Awards
- Bicentennial Medal - 2019
Diane Henshel is an associate professor in the O'Neill School of Public and Environmental Affairs and was the University Faculty Council co-chair in 2019-2020. She earned a B.A. and B.S. from Brown University and a Ph.D. in biomedical sciences-neuroscience from Washington University St. Louis. Henshel is an expert in risk assessment and sub-lethal health effectives of environmental pollutants. Her research focuses on the effects of pollutants on wildlife and human health and on assessment of a novel non-invasive treatment to counteract chemical distress.
Henshel joined the O'Neill faculty in 1992 after post-doctoral work at the University of British Columbia. She is the principal in Henshel EnviroComm, a technical and risk communication-focused consulting company that provides technical support to government agencies and communities addressing environmental contamination. Her wildlife work involves correlations between field and laboratory studies, typically focusing on developmental or neuroendocrine-related effects. The human health work usually entails using existing databases to draw correlations between population level indicators of health effects with landscape scale indicators of environmental contamination, often incorporating socioeconomic indicators as co-factors. She is also developing a new holistic cybersecurity risk assessment paradigm.

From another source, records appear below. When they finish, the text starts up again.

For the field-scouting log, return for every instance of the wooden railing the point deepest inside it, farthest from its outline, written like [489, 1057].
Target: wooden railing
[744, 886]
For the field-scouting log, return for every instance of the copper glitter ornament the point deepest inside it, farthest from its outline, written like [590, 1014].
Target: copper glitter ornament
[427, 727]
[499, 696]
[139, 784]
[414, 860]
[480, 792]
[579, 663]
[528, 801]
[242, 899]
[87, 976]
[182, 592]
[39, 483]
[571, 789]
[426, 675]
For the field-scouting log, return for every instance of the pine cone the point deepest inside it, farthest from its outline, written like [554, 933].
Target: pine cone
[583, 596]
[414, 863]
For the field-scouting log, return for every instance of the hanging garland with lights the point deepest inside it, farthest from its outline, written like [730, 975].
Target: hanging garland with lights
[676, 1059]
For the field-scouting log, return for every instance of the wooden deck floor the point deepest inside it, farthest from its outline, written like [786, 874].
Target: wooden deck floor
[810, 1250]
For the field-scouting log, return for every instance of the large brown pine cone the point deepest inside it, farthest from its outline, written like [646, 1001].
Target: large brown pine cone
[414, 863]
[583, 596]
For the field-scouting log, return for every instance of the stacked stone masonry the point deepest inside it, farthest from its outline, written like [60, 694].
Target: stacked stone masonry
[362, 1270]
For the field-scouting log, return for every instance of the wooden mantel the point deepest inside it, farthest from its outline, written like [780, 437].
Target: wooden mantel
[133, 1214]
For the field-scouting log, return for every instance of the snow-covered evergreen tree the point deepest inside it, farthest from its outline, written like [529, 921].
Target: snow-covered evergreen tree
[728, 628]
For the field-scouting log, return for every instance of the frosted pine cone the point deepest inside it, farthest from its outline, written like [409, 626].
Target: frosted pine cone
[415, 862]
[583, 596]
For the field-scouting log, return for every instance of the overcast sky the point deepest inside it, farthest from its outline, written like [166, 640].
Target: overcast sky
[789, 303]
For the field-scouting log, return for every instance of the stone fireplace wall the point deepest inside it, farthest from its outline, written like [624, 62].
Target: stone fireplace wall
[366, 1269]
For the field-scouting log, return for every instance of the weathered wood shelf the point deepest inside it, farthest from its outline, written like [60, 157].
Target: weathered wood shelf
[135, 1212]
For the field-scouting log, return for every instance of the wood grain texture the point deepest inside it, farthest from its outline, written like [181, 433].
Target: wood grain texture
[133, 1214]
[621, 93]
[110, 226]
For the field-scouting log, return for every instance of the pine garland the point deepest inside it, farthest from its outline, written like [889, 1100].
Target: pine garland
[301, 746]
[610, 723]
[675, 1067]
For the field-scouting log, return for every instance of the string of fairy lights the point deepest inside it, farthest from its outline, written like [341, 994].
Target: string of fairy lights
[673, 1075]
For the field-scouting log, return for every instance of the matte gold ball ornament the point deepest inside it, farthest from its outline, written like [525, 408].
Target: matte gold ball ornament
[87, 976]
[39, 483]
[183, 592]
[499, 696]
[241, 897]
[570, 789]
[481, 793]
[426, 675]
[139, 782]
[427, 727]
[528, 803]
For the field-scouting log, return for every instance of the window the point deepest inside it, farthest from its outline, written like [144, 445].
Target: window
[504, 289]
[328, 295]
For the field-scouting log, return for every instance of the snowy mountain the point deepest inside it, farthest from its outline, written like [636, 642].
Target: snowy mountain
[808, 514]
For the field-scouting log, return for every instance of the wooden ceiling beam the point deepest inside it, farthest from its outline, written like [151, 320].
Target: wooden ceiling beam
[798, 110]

Henshel has served as PI or co-PI for millions of dollars in environmental research including a study funded by the Army Research Laboratory on computer security risk. She has authored or co-authored hundreds of scholarly articles and book chapters, and has been invited to present at conferences and organizational meetings around the world. She has received the IU Outstanding Junior Professor Award (1997), IU SPEA Teaching Award (2005, 2008), and the IU Trustees Teaching Award (2008).
Hershel received the IU Bicentennial Medal in August 2019 in recognition of her distinguished service as co-chair of the University Faculty Council.